Umm that Y is > or equal to 4 no matter number you use?

 Quote by lionely Umm that Y is > or equal to 4 no matter number you use?
What is your reasoning? Substitute some values for $x$ into $f$ and see what you get, or what you can't get. Does your answer change? Even better, use graphing software to visualize $f$, and then everything should be pretty clear. (Example, search "wolframalpha" into a search engine and type "f(x) = 4 - x^2" into the search bar on the website. A graph over a restricted amount of points will be generated. Personally, I would recommend solving this algebraically, but analytically is totally fine, too.)
 But solving it alebraically isn't it this?? y= 4-x^2 x^2= 4-y x= sqrt(4-y) putting in y=5 x would = sqrt(-1) so... it's not surjective as the codomain doesn't equal the range?

Mentor
 Quote by lionely But solving it alebraically isn't it this?? y= 4-x^2 x^2= 4-y x= sqrt(4-y)
The line above should be x = ±sqrt(4-y)

 Quote by lionely putting in y=5 x would = sqrt(-1) so... it's not surjective as the codomain doesn't equal the range?
In other words, if y = 5, there is no real value of x for which 4 - x2 = 5.

As you said earlier(or at least, alluded to), the range of the function y = 4-x2 is the set {y | y ≤ 4}. This should be enough to convince anyone that this function is not onto the reals.

 Quote by lionely But solving it alebraically isn't it this?? y= 4-x^2 x^2= 4-y x= sqrt(4-y) putting in y=5 x would = sqrt(-1) so... it's not surjective as the codomain doesn't equal the range?
Do you mean letting $y=5$? If so, then yes, you get $\pm \sqrt{-1}$, which is not a real number, and therefore there does not exist any $x$ in the domain of $f$ such that $f(x)=5$. Consequently, the range of $f$ does not include $5$, for example. That is enough to show that surjectivity is not held by $f$, as the set of real numbers (the domain) does not equal the set of real numbers missing $5$ (the codomain) (of course, it missed more than just $5$).

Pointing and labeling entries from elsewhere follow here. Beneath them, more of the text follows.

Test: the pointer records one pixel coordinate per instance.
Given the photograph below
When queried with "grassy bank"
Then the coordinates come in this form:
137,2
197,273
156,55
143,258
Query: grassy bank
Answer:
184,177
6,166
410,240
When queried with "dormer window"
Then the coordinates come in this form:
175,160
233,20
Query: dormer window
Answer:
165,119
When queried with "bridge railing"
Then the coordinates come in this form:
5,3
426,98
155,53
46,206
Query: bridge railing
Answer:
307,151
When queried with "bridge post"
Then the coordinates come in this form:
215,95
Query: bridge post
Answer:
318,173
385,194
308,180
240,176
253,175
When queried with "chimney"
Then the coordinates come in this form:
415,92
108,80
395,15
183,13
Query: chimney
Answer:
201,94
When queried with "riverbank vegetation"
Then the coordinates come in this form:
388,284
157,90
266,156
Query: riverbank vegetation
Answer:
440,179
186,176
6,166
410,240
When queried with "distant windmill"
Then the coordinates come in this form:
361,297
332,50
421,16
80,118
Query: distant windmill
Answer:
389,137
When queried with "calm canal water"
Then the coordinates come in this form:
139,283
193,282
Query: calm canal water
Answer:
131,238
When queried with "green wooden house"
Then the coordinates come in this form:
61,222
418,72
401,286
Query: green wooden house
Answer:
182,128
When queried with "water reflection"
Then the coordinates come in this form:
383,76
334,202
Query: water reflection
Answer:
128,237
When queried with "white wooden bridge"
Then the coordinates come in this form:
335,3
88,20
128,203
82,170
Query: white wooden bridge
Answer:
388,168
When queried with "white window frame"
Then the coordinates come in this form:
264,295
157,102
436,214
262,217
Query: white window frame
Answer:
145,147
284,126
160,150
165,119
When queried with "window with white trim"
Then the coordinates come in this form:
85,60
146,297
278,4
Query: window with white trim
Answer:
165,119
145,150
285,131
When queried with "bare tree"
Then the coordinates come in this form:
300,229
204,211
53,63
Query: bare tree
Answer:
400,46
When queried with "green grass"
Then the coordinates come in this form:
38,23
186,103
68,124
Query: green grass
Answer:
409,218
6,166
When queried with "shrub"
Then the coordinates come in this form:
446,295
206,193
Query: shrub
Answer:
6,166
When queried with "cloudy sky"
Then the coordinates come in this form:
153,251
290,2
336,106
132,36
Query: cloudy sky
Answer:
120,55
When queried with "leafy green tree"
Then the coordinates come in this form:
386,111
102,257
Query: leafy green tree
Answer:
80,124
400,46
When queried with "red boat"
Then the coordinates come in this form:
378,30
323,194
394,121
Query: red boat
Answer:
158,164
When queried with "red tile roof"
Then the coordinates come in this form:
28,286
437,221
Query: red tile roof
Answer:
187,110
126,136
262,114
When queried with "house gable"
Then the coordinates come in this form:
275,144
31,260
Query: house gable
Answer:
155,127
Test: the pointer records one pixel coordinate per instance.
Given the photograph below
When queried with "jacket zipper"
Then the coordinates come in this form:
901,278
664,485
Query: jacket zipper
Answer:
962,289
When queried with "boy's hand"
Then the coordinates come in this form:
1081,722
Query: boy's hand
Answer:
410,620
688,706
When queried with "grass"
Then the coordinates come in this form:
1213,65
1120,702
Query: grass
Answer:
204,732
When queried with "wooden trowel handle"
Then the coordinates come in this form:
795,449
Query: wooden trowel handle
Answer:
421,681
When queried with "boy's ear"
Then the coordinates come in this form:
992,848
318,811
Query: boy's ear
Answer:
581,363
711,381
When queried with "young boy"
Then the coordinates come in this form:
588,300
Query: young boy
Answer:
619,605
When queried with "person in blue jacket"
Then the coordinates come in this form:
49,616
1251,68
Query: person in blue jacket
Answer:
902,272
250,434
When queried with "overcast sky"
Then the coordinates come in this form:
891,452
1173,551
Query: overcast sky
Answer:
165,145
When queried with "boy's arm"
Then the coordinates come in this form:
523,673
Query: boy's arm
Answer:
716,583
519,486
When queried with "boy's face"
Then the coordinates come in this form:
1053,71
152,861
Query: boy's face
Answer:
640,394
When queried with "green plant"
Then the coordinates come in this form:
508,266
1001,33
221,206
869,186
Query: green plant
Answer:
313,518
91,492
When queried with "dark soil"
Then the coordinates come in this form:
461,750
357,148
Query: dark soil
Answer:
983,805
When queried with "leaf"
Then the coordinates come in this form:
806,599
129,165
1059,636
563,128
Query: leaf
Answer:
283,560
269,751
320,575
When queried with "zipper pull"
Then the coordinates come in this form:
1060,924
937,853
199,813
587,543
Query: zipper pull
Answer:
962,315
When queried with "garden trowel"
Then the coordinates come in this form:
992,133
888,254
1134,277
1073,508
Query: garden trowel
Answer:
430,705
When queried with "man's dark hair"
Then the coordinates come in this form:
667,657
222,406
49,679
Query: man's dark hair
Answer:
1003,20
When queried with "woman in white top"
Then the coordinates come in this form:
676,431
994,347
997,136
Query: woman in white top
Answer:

Recall you said $f$ attains all numbers greater than or equal to $5$ only--do you see the error now?

Also, recall that taking the square root always requires one to put a plus or minus $\pm$ sign in front of the root. Why? Well, for any number $x$ such that the square root of it is defined, we have both $(\sqrt{x})^2 = x$ and $(-\sqrt{x})^2 = x$.